Just posted my Amazon customer review of Scott Horton’s outstanding Provoked, the definitive guide to what really caused and continues to prolong the war in Ukraine:
Among so many other things, “Provoked” is a standout expression of Brandolini’s Law, AKA the “BS Asymmetry Principle” (I’d prefer not to use demure abbreviation, but I don’t know if Amazon would approve the word itself).
Brandolini’s Law posits that “The amount of energy needed to refute BS is an order of magnitude bigger than that needed to produce it.” And for decades, the western establishment has been working nonstop to obscure the real causes and consequences of NATO metastasis—metastasis that follow the end of the USSR, the country NATO was ostensibly created to defend against—metastasis which finally provoked Russia into invading Ukraine. So it’s understandable that Scott Horton had to invest two and a half years and 7,000 footnotes to refute this deluge of propaganda.
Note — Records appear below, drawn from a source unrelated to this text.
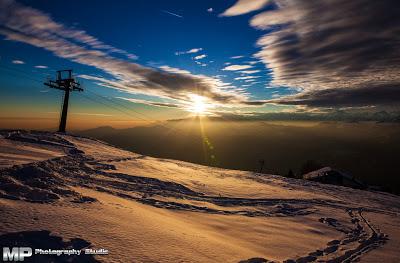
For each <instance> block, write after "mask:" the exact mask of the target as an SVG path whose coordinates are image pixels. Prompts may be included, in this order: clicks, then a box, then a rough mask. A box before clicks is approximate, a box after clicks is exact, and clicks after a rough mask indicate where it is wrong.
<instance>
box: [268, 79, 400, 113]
mask: <svg viewBox="0 0 400 263" xmlns="http://www.w3.org/2000/svg"><path fill="white" fill-rule="evenodd" d="M399 101H400V83H393V84H384V85H380V86H374V85H370V86H367V87H361V88H352V89H342V88H334V89H323V90H314V91H309V92H306V93H301V94H298V95H294V96H290V97H285V98H281V99H277V100H272V101H271V102H273V103H277V104H285V105H305V106H308V107H360V106H377V105H380V106H388V105H393V106H396V105H398V103H399Z"/></svg>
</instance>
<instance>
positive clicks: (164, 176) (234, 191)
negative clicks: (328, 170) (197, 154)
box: [0, 131, 400, 262]
mask: <svg viewBox="0 0 400 263" xmlns="http://www.w3.org/2000/svg"><path fill="white" fill-rule="evenodd" d="M0 164H1V169H0V208H1V212H2V216H1V219H0V243H3V246H4V245H5V244H6V245H10V244H9V243H10V242H11V243H13V244H19V245H27V246H33V247H40V248H53V247H54V248H79V249H81V248H85V247H86V248H87V247H91V248H94V249H107V250H108V251H109V254H108V255H98V256H94V257H93V256H86V257H83V256H74V257H70V258H69V260H76V261H74V262H80V261H82V262H96V261H100V262H266V260H271V261H276V262H313V261H319V262H352V261H356V260H360V261H361V262H398V259H399V258H400V252H399V250H398V247H399V245H400V227H399V226H400V217H399V213H400V198H399V197H398V196H394V195H390V194H385V193H377V192H367V191H362V190H355V189H350V188H344V187H339V186H332V185H322V184H318V183H314V182H310V181H303V180H296V179H288V178H283V177H280V176H274V175H265V174H257V173H251V172H243V171H233V170H225V169H218V168H211V167H206V166H201V165H195V164H191V163H185V162H181V161H175V160H168V159H157V158H151V157H147V156H143V155H139V154H135V153H131V152H127V151H124V150H121V149H117V148H115V147H113V146H110V145H108V144H106V143H103V142H100V141H96V140H91V139H87V138H82V137H77V136H72V135H61V134H52V133H40V132H31V133H30V132H23V131H21V132H10V131H7V132H1V138H0ZM7 242H8V243H7ZM34 257H35V256H33V258H34ZM52 258H53V261H54V260H56V261H57V260H61V259H65V258H63V257H62V256H60V257H58V256H52ZM250 259H252V260H253V261H250ZM46 260H47V261H49V262H50V261H51V260H50V257H49V256H47V257H42V258H40V262H47V261H46ZM38 262H39V261H38Z"/></svg>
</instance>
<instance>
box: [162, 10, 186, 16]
mask: <svg viewBox="0 0 400 263" xmlns="http://www.w3.org/2000/svg"><path fill="white" fill-rule="evenodd" d="M161 12H163V13H166V14H168V15H171V16H175V17H179V18H183V16H181V15H178V14H175V13H173V12H170V11H167V10H161Z"/></svg>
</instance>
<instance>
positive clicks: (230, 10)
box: [221, 0, 270, 16]
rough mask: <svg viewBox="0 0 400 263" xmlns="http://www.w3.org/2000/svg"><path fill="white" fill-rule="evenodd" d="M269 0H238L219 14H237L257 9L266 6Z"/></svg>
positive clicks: (269, 1)
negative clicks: (231, 6)
mask: <svg viewBox="0 0 400 263" xmlns="http://www.w3.org/2000/svg"><path fill="white" fill-rule="evenodd" d="M269 2H270V0H239V1H237V2H236V4H234V5H233V6H232V7H230V8H228V9H227V10H226V11H225V12H224V13H222V14H221V16H237V15H243V14H247V13H250V12H253V11H256V10H259V9H261V8H263V7H264V6H266V5H267V4H268V3H269Z"/></svg>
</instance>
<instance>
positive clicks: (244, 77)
mask: <svg viewBox="0 0 400 263" xmlns="http://www.w3.org/2000/svg"><path fill="white" fill-rule="evenodd" d="M256 78H260V76H246V77H237V78H235V80H245V79H256Z"/></svg>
In another sense, though, it’s bewildering that the refutation was necessary in the first place, given that NATO expansion is so obviously the cause of America’s and NATO’s current proxy war with Russia in Ukraine. And if you think NATO expansion is “Kremlin Talking Points” or whatever, you must also believe that NATO Secretary General Jens Stoltenberg is a Kremlin agent, because Stoltenberg himself acknowledged that Russia invaded Ukraine to stop NATO from expanding. You can look it up (it’s also footnoted in the book). Similarly, if you think “proxy war” is “Kremlin Talking Points,” look up “Boris Johnson Ukraine proxy war.”
Back to the book:
Humans are far more alike than they are different. So the first resort of any sensible person trying to understand another person’s behavior should be to ask some version of, “What would I do under similar circumstances?”
In the case of America’s and NATO’s war with Russia in Ukraine, that question would be, “What would I do if a foreign military alliance relentlessly expanded over the course of decades—eventually doubling in size, incorporating almost all my former allies, and ultimately attempting to incorporate nations along my most vulnerable borders?”
Ask that question honestly, and the rest, as they say, is commentary.
But note that we don’t even have to pose the question theoretically. Why does the US government have a Monroe Doctrine? Precisely because the US government feels threatened by foreign influence in our near abroad. Or consider the Cuban Missile Crisis. America provoked the USSR by placing nuclear missiles in Turkey, which bordered the USSR. The USSR provoked America back by placing nuclear missiles in Cuba, off the coast of Florida. It was only the dumbest luck that prevented those provocations from leading to a war that would have exterminated humanity.
So while in once sense it’s dispiriting that this book even needed to be written, the reality is that propaganda is a powerful force and requires a powerful corrective. The entire western establishment wants the world to believe the war in Ukraine was forced on NATO because Putin is the latest New Hitler, who “unprovoked” started the war out of an insane desire to reconstitute the Soviet Union and the Warsaw Pact, to undermine the “Rules Based Order,” etc. The more you believe those sorts of NATO talking points, the more you would benefit from testing your beliefs with the extraordinarily well told story documented in this book.